That’s right folks.  Ready for a little Oscar speculation?

                                                                                      Best Actor

These Things We Know To Be True:

Casey Affleck, Manchester By the Sea

Denzel Washington, Fences

Consistently Nominated:

Andrew Garfield, Hacksaw Ridge

Ryan Gosling, La La Land

Viggo Mortensen, Captain Fantastic

If Not Them, Then Who?

Joel Edgerton, Loving

Jake Gyllenhaal, Nocturnal Animals

Ton Hanks, Sully

Long Shot:

Adam Driver, Patterson

My Guesses:

Affleck, Garfield, Gosling, Mortensen,Washington

I actually think this slate is pretty set with the top five guys I listed: Affleck, Washington, Gosling, Garfield and Mortensen. All the major awards bodies have put them on their short lists. Affleck, of course, is a lock as the favorite for his absolutely devastating performance as a man struggling to go on living. I was deeply moved by his portrayal, but’s interesting, isn’t it, that the early awards hopes of Birth of a Nation‘s Nate Parker were totally destroyed by criminal allegations from his past, but Affleck remains untouched by his own more recent scandals?   Washington follows next in line for his much lauded performance as a frustrated father in August Wilson’s Fences,  a role for which he won a Tony and which he brought to the screen as director. Some people still think Washington can shoot to the top and grab a record third win, but that’s a question for another day. I should note that Washington was left off the BAFTA slate. Oddly enough, BAFTA has never nominated him, which hasn’t stopped him from earning 6 Oscar nominations and 2 wins.  What do you have against Denzel, Brits?  Whatever it is, it won’t stop him now.

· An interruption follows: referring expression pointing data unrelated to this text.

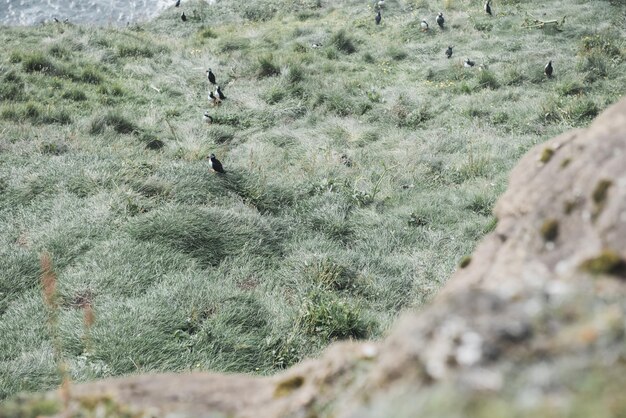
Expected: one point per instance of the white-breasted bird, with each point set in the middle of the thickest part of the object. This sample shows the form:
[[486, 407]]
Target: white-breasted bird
[[440, 20], [548, 69], [210, 76], [214, 100], [488, 7], [215, 164], [220, 95]]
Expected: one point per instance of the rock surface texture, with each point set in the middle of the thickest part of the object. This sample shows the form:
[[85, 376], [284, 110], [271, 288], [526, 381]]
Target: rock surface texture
[[532, 326]]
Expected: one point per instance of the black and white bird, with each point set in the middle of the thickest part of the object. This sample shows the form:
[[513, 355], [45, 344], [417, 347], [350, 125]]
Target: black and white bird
[[548, 70], [210, 76], [220, 95], [215, 101], [440, 20], [216, 165], [468, 63], [488, 7]]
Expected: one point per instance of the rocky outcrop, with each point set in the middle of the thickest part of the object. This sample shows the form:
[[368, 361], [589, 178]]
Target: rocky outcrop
[[532, 326]]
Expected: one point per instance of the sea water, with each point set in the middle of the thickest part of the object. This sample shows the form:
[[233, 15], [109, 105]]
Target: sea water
[[115, 12]]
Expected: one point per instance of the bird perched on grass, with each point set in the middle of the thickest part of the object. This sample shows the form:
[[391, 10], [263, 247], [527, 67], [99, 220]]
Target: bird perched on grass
[[440, 20], [220, 95], [210, 76], [488, 7], [547, 70], [216, 165], [215, 101]]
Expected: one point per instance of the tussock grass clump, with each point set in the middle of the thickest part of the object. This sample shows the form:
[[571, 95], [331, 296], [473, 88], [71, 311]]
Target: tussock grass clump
[[36, 62], [328, 316], [75, 95], [259, 11], [329, 274], [267, 67], [210, 235], [409, 115], [343, 42], [35, 114], [487, 79], [232, 43], [11, 87], [577, 110], [206, 33], [134, 51], [116, 121]]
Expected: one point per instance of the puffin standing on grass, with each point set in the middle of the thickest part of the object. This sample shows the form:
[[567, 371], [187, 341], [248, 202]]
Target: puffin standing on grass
[[547, 70], [216, 165], [214, 100], [440, 20], [488, 7], [210, 76]]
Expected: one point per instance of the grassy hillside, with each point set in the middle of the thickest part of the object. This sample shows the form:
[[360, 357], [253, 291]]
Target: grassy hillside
[[358, 174]]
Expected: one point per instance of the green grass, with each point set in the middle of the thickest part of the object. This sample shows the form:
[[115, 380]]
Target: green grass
[[359, 174]]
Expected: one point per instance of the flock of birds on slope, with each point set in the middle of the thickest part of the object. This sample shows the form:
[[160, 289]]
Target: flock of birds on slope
[[547, 70], [216, 97]]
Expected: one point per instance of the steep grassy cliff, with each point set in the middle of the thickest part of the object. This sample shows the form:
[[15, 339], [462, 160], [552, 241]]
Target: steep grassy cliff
[[359, 172]]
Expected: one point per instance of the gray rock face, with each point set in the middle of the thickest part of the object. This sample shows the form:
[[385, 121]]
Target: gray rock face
[[533, 326]]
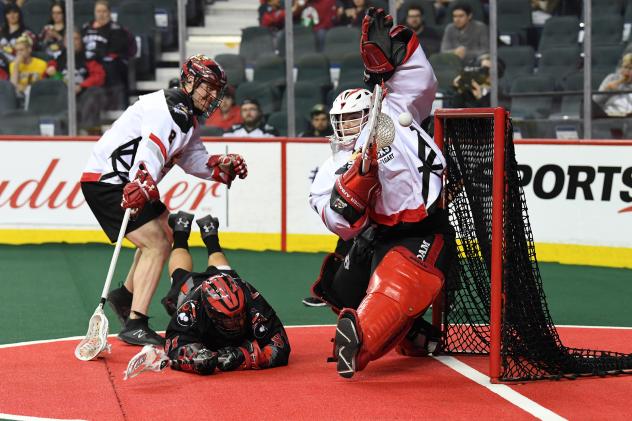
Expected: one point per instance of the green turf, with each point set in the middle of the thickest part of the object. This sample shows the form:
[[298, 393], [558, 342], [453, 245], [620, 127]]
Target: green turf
[[50, 291]]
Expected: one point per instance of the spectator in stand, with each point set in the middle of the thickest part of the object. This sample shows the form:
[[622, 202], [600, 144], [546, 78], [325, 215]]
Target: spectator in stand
[[12, 28], [113, 46], [228, 114], [52, 35], [441, 9], [350, 12], [541, 10], [272, 14], [89, 78], [25, 69], [319, 123], [429, 38], [617, 105], [253, 122], [473, 85], [465, 37], [321, 16]]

Ryan Gosling has been nominated once before, for his gritty performance as Half Nelson‘s drug addicted teacher.  Though the Academy prefers its younger, handsomer actors in grungier roles, Gosling is still expected to make the list for his work as a charming, romantic jazz pianist as part of La La Land‘s anticipated strong showing.  Garfield has received kudos across the board for his turn as a quirky Southern medic who despite his conscientious objector status becomes a hero in World War 2.  He came very close to making the list for playing Mark Zuckerberg’s betrayed colleague in 2011’s The Social Network and fell just short; promisingly, Desmond Doss is not only a real person, but also a far more awards-baity role.  And then there’s the surprise, Viggo Mortensen, who seemed to come out of no-where as an unusual father raising his flock of kids alone and off the grid.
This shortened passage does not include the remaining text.